Run the same solute through both and watch them disagree. Put 1 mol of salt into 1 kg of water. The molality is a clean 1 mol/kg. But once the salt dissolves, the solution takes up a little more than 1 litre, so the molarity comes out slightly under 1 mol/L. In dilute water the two numbers sit close together, which is why they are easy to confuse, but they pull apart as the solution gets crowded.
The practical tell is which instrument you reach for. Molarity wants a volumetric flask. Molality wants a balance. If you ever catch yourself reading a number off the side of a flask for a molality calculation, stop — you have switched to molarity by accident. That single swap is the most common molality mistake there is. When you genuinely need the volume-based figure, the Molarity Calculator is the matching tool, and lining the two up side by side is the fastest way to see the split for yourself.
Why Temperature Leaves Molality Alone
Here is the reason a working chemist will sometimes prefer molality even though molarity is more convenient to measure: molality does not move when the temperature does.
Mass is conserved when you heat or cool a sample.
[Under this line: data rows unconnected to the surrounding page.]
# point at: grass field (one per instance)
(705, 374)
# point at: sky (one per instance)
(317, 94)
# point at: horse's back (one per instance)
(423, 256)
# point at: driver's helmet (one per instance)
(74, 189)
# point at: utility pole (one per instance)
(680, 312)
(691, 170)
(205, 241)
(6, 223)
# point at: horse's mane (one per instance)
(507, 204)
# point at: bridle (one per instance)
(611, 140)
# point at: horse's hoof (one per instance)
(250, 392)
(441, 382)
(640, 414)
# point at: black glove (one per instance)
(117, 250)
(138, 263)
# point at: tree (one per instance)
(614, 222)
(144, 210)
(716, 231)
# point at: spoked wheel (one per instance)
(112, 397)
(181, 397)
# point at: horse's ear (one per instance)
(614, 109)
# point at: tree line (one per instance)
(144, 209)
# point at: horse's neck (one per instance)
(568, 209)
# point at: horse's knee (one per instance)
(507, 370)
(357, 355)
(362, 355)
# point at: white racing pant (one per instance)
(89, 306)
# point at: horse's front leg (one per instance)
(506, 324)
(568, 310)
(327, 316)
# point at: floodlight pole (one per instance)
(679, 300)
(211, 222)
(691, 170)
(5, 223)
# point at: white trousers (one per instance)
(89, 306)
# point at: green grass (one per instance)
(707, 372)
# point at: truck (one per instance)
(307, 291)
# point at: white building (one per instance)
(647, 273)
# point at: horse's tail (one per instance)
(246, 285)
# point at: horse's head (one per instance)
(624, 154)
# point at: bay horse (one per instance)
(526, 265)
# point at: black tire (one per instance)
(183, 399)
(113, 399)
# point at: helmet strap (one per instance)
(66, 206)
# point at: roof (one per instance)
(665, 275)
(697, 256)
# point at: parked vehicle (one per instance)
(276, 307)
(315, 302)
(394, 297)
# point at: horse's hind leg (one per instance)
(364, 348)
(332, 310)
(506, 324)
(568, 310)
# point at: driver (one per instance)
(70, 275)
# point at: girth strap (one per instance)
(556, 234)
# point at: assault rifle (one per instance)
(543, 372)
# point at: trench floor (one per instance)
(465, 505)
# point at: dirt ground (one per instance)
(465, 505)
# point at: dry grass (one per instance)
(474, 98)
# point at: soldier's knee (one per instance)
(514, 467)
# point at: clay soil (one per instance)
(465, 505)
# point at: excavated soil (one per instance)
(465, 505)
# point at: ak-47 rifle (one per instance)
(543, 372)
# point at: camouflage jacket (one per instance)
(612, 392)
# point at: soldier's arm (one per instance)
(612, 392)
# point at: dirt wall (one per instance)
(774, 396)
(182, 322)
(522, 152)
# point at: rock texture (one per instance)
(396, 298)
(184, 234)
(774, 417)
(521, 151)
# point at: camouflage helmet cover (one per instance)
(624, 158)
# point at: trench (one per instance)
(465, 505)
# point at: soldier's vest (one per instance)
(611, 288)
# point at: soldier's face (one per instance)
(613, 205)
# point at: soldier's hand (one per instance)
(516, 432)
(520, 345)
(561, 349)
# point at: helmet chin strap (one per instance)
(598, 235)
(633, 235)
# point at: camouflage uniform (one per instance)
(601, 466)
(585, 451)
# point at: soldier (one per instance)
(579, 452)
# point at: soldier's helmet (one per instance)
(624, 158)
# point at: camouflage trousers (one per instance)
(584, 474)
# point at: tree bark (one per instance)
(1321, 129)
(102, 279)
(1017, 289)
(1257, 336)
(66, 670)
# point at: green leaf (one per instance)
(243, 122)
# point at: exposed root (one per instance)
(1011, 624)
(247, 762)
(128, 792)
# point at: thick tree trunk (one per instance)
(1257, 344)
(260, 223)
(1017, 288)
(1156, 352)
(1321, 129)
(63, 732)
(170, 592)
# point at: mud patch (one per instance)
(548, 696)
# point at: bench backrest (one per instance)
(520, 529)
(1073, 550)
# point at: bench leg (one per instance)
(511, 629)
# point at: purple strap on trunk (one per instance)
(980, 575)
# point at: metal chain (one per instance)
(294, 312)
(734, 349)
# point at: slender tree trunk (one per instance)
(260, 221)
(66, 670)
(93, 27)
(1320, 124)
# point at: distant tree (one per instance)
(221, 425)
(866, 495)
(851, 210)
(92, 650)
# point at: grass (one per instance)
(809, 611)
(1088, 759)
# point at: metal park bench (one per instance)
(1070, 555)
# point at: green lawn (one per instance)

Volume is not. Warm a litre of solution from 20 °C to 80 °C and it expands; nothing has left the beaker, but the same moles now occupy more space, so the molarity drops. The number changed without a single molecule going anywhere.
Molality divides by the mass of solvent, and that mass was fixed the moment the balance settled. A 0.5 mol/kg solution is 0.5 mol/kg at 20 °C, at 80 °C, and in a freezer. For any experiment that spans a range of temperatures — and colligative-property work always does, since the whole point is to change the temperature — that stability is not a nicety, it is a requirement.
Where Molality Earns Its Keep: Colligative Properties
Colligative properties depend on how many solute particles are present, not on what they are, and they are written in molality on purpose.
Boiling-point elevation raises the temperature at which a solution boils, and freezing-point depression lowers the temperature at which it freezes. Both scale linearly with molality:
ΔTb = Kb × b (boiling-point elevation)
ΔTf = Kf × b (freezing-point depression)
Kb and Kf are constants of the solvent. Water has a freezing-point constant Kf of about 1.86 °C·kg/mol. So a 0.5 mol/kg solution of a solute that does not split apart lowers water's freezing point by:
ΔTf = 1.86 × 0.5 = 0.93 °C
The solution freezes at roughly −0.93 °C instead of 0 °C. Molality, not molarity, sits in these equations precisely because the laws care about the amount of solvent by mass, and because the experiment drags the temperature around — exactly the condition under which a volume-based concentration would shift mid-measurement and quietly poison the result.
A Quick Checklist Before You Calculate
Three habits prevent almost every molality error:
- Denominator is solvent mass. Not solution volume, not total mass. Weigh the solvent by itself.
- Convert grams to kilograms first. 500 g of water is 0.5 kg. Leave it in grams and your molality lands 1000 times too small.
- Solute mass is not in the denominator. For 5.844 g of NaCl in 500 g of water, divide by 0.5 kg of water, not by the 0.5058 kg of solution.
Get those three right and b = n / m does the rest. Run a couple of examples by hand, then let the Molality Calculator check your working — including the from-grams mode, which folds the molar-mass division and the kilogram conversion into one step so there is nothing left to fumble under exam pressure.